Resimlerin bir kısmı duvarda bir bölümü de her yerde.
Her yerde olan resimler sırat-ı mustakîmde duvarda olanlar da seyrullahta olma halini anlatıyor. Yani dervişlerden bir kısmımız yolun başında ve bazıları da çok ileri mertebelerde.
Bir müddet dinlendikten sonra,
yani sorgulama, inceleme, tesbit ve bağlantı kurma yapıldıktan sonra, içten içe, mânâlar üzerinde düşündükten sonra.
Tasvir resimlerin hep hayvân sûretinde olması üzerine,
sorulan soruya ressamın verdiği cevapta, başka resimlerin de çizilebileceği, ama şu anda nefis mertebelerinin çalışması bitmeden diğer çalışmaların yapılmasının mümkün olmadığı, sistemin buna izin vermediğini belirtmek için yukarıdaki çiziyor ifadesini kullanıyor.
Ama “ben içlerini dolduruyorum” diyor.
Yani, Allah arzu ettiği isimleri kullanmam için veriyor ve ben de, bende olan duruma, iç sesime- ilhamıma göre onları kullanıyorum, diyor.
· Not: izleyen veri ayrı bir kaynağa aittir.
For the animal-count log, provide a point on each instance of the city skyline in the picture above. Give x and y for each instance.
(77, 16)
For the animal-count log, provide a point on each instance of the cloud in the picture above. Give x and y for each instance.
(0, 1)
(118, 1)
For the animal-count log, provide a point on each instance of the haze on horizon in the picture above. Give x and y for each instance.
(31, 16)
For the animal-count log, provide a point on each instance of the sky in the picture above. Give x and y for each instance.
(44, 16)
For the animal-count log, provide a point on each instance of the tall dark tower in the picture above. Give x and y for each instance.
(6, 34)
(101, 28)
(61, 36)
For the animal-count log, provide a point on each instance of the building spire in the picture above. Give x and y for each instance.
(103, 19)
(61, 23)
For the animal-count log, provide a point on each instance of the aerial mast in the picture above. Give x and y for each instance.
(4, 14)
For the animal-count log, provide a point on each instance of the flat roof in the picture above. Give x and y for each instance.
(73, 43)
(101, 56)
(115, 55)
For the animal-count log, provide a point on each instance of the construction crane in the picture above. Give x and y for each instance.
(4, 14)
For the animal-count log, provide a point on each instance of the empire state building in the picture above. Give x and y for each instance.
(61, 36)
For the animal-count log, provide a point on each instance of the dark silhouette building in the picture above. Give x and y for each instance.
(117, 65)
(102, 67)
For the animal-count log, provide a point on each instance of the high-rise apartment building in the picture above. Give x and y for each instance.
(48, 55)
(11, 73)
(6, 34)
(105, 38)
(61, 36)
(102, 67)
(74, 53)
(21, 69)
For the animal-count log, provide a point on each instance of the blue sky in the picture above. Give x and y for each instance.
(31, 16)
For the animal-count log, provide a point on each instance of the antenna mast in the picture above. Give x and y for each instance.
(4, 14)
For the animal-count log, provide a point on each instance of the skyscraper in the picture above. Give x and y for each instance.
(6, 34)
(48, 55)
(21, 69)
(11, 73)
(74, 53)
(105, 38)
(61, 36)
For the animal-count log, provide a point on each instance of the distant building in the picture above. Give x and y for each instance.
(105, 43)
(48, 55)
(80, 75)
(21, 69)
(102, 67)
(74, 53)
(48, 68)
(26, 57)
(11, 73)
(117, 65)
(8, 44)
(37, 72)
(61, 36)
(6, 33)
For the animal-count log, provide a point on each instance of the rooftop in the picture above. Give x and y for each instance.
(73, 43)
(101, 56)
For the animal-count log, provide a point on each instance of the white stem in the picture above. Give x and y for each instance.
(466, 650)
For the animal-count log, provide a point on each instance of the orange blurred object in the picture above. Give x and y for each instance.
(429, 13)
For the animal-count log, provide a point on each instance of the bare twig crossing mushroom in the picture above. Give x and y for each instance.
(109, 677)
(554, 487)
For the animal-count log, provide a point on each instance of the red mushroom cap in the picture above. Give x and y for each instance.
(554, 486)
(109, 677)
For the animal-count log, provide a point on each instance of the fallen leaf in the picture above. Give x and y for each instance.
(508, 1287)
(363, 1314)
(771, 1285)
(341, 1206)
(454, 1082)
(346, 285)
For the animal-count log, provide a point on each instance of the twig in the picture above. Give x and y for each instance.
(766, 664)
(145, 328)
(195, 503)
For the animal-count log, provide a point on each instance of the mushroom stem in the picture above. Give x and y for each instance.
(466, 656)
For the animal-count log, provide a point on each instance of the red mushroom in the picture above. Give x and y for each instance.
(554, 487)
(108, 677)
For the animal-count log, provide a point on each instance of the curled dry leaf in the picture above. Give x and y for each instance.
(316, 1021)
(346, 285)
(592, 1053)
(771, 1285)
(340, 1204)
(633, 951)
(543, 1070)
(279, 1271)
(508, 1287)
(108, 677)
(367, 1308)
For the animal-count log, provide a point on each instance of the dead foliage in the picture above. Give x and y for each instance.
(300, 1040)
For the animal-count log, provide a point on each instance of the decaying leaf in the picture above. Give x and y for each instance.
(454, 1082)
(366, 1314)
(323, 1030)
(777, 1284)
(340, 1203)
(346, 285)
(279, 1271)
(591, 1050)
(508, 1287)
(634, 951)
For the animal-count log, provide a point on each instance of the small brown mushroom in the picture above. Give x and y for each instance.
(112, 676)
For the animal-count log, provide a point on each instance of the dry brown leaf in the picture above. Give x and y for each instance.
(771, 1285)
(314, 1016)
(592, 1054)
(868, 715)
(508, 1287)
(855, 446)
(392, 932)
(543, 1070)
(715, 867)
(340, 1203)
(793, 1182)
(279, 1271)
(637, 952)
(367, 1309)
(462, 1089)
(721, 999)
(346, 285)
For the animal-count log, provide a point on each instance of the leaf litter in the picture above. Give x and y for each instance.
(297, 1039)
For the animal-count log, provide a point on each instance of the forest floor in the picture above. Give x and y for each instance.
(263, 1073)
Nefis gelişimime göre hâlime göre onları kullanıyorum diyor. Aynı zamanda tam kabulde içi rahat olarak (mutmain olarak). Ve rızalıkta, gönderilenleri sorgulamadan alıyor.
Nerden geldiğini biliyor. Rızalık durumunda razı olan ve razı olunan artık ayırd edilemez.
Soruda hikâyenin Kazâ ve Kader mevzuunda olduğu belirtilmişti. Tasvir resimlerin çizili olması, belirlenmişlikleri, ilk yaratılış özellikleri
- a’yân-ı sabiteleri KAZÂ’dır. Tasvirci ressamın belirttiği gibi bu sûretleri değiştirme mümkün değildir. Bu sûretler âlemlerde ki tasavvurlardır. Bunların harekete geçmesi ve bunların kullanılmasını sağlayacak oluşum hareketlenme lâzımdır. Âlemlerde görülmesi lâzımdır. Tasavvur tatbikata konmazsa şuhud olmaz. İlim, malûma tabidir. Sûretler ne kadar çok olursa olsun daha da çizilir (denizler mürekkeb, ağaçlar kâlem olsa…) Belirlenen sûretlerin içlerini doldurmak için, renk ve düzenlemelerin daha sonra yapılması da KADER’dir. Kazânın harekete geçme düzenidir. Kazânın, etap etap oluşmasıdır “Kader üzere indirilir…”
Renk ve düzenlemeyi ben yapıyor, içlerini ben dolduruyorum demesi bulunduğu mertebeye bağlı olarak zannî bir durumdur. Renk ve düzenlemeleri yapmak, muhayyer gibi görünmesine rağmen, bu düzenlemeyi yapan da bir tasavvur olduğuna ve değişmez özellikler taşıdığına göre “ben yapıyorum” dese de dileyen gene sûretleri çizendir.
Mümkünü mümkün kılan Hakk’ın kendisidir. Âlemleri mümkün kılan onun nefesidir, Rahmânî nefesi. Neticede yapılan sûretler ve düzenlemeler ve boyamalar Hakk’tan ayrı olamaz. Biz biz de oldukça, ben yapıyorum-sen yaptın, bu böyle-şu şöyle, iyi- kötü ayırımları vardır.